Tuesday, February 07, 2012

"Christ Stopped at Eboli" is a good read and good on doing good.

The author of the book, Carlo Levi, actually does good in a desperately poor village in Southern Italy, which surprise him.

He didn't go with the intention of doing good. He went because he was sent there as punishment, internal exile, for being politically active against Mussolini.

He wasn't locked up. He was told where the bounds were of where he could go, the edges of the village and give a place to live. His intention was to live quietly.

The people in the village who weren't poor peasants took him into their social group. That he was there as political punishment wasn't mentioned. They needed and wanted someone new to relate to, and they related to him.

The people in the village who were poor peasants found out quickly that he'd been trained as a doctor. He'd never practiced. He'd been an artist and a political activist.

The poor people didn't care that he's never practiced. They assumed that he would practice there. They demanded it of him.

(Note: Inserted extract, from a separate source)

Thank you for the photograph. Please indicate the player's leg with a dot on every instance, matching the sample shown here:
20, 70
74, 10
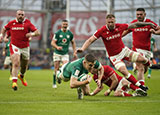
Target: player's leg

The first person who the poor people demanded he treat died. People didn't hold the death against. The person had been very sick when Levi first saw him.

The village already had two physicians--the one who was almost senile and the one who was money hungry and liked to maximize his charges on people who had little money.

Maybe the peasants sought out the new guy assming he might care if they lived or died, which would be different for a physician in that village.

Nobody cared about him practicing medicine for the poor--not the not-poor people or the police who were supposed to notice what he did.

Then he used cement to fill up some low places in the village where water collected and mosquitos bread. These mosquitos would tend to spread malaria.

He did that, and all of a sudden word came down from outside the village that he couldn't practice medicin anymore, at all.

In his book "Rats, Lice, and History," Hans Zinsser writes that the tiny beings who spread debilitating diseases in poor countries are effectively the allies of the tyrants at the top of the poor countries government. The bacteria and viruses keep the people too tired to for better, fairer government.